Debatte um Kopftuch im öffentlichen Dienst

© KURIER/Gerhard Deutsch

Integration
01/08/2017

Muslime: "Kopftuchverbot verschlechtert Zusammenleben"

Die FPÖ sieht im Kurz-Vorstoß nur Symbolpolitik ohne Chance auf eine konkrete Umsetzung.

von Josef Ertl

Der Vorstoß von Außen- und Integrationsminister Sebastian Kurz für ein Kopftuchverbot im öffentlichen Dienst stößt bei den oberösterreichischen Muslimen auf Ablehnung. "Wir lehnen den Vorschlag ab, er verschlechtert das Zusammenleben", sagt Murat Baser, Vorsitzender der islamischen Glaubensgemeinschaft, im Gespräch mit dem KURIER. "Obwohl es weltweit brennt, macht man Schritte nach hinten." Er habe ebenso wie andere Religionslehrer zu den Kindern stets gesagt, dass sie hier einen Job finden würden.

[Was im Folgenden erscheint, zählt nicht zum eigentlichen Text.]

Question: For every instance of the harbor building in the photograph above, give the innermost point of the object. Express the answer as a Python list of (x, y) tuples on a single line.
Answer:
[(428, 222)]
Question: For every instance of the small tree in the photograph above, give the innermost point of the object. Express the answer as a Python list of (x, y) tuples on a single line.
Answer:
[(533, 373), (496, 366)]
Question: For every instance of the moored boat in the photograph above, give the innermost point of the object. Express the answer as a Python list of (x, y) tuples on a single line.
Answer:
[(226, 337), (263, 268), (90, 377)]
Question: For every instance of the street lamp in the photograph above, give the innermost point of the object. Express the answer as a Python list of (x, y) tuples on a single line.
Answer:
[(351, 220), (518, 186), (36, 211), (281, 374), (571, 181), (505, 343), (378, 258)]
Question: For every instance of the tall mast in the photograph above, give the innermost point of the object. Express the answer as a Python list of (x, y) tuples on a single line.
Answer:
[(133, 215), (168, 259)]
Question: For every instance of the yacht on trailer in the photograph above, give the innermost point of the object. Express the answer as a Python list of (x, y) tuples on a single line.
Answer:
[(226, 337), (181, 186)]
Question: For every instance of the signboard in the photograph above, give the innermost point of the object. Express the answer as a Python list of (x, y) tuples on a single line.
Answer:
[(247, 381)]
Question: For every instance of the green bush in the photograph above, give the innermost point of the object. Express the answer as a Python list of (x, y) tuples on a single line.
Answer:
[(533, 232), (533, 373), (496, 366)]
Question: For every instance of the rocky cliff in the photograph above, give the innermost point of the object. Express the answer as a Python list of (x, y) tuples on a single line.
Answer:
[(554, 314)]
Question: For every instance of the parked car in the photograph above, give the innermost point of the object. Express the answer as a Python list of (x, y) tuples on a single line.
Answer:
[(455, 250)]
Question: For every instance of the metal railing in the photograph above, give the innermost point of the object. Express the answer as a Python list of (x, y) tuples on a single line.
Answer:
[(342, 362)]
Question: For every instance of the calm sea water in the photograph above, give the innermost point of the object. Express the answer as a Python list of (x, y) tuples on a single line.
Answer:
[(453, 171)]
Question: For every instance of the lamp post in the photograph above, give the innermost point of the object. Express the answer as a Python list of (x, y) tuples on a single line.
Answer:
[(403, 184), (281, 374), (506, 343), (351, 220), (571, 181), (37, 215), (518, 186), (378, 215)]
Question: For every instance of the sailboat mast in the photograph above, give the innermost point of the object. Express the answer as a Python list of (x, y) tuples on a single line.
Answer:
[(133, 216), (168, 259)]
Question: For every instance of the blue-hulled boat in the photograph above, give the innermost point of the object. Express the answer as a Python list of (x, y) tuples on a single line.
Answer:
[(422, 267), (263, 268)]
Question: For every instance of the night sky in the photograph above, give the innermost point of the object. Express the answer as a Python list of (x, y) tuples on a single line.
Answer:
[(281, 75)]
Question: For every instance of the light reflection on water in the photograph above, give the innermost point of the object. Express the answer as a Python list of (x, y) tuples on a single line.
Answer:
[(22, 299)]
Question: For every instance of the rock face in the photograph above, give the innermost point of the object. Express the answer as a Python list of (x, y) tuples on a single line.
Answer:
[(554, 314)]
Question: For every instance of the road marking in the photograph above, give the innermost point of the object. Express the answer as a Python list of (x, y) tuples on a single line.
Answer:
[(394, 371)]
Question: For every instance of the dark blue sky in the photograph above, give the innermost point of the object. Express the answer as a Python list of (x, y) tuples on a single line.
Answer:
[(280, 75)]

Das sei nun infrage gestellt. "Meine Frau arbeitet in einem Hort des Magistrates Linz. Das bedeutet, dass sie das Kopftuch ablegen muss oder sie muss aufhören." Anderen muslimischen Frauen ergehe es genau so. Baser verweist auf Großbritannien und Kanada, wo muslimische Frauen beispielsweise Polizistinnen seien und dabei das Kopftuch tragen.

Von Kurz enttäuscht

Baser sagt, die Muslime seien von Kurz enttäuscht. "Viele haben positiv von ihm gesprochen. Für viele war er ein lieber, junger Minister." Er vermutet, dass Kurz mit seinen Vorschlägen seine Karriere als ÖVP-Obmann bzw. als eventueller Bundeskanzler beschleunigen wolle. "Das ist eine Investition für die nächste Wahl." Zuerst habe Kurz den Gesichtsschleier verbieten wollen, nun komme er mit dem Kopftuchverbot. Baser befürchtet, dass weitere Verschärfungen kommen werden.

Der grüne Integrationslandesrat Rudolf Anschober lehnt das Kopftuchverbot ab. "Ein Verbot würde uns keinen Schritt weiterbringen." Würde nur das Kopftuchverbot festgeschrieben, sei es diskriminierend, wenn nicht auch andere religiöse Symbole verboten würden. Das ergebe die europäische Rechtssprechung. Kurz sollte zu seinen Hausaufgaben als Integrationsminister zurückkehren.

Landeshauptmannstellvertreter Thomas Stelzer (ÖVP), der für das Personal in der Landesregierung zuständig ist, verteidigt den Vorstoß von Kurz. "Das ist ein guter Vorschlag. Man soll ihn unaufgeregt diskutieren, ich werde ihn positiv begleiten." Im öffentlichen Dienst dürfe es keine religiösen Signale geben. Stelzer plädiert für eine bundesweite Regelung, ein eigenes Landesgesetz hält er nicht für notwendig. Es habe bisher keinen derartigen Fall im Landesdienst gegeben.

Die Freiheitlichenunter stützen ebenfalls den Kurz-Vorschlag. "Das ist eine weitere freiheitliche Forderung, die Kurz umsetzen will. Dazu gratuliere ich ihm. Ich hoffe, dass er sich in der Caritas-Fraktion der ÖVP durchsetzen wird. Da gibt es noch die Willkommensklatscher", sagt Landeshauptmannstellvertreter Manfred Haimbuchner. "Die Gretchenfrage ist, ob Kurz einmal seine Vorschläge umsetzen wird. Das ist reine Ankündigungspolitik." Wenn die FPÖ derartige Vorschläge mache, heiße es, das sei Symbolpolitik. Für Haimbuchner hat "eine Verschleierung oder ein Kopftuch im öffentlichen Raum nichts zu suchen. Das ist ein Symbol der Unterdrückung der Frau. Man kann den Islam ohne Kopftuch leben."

Die Landes-FPÖ habe mit der Deutschpflicht in den Schulen und der Kürzung der Mindestsicherung bewiesen, dass sie konkrete Taten setze. Haimbuchner hegt auch Zweifel daran, dass der neue Bundespräsident Alexander van der Bellen, den die ÖVP unterstützt habe, ein derartiges Kopftuch-Verbotsgesetz unterzeichnen wird.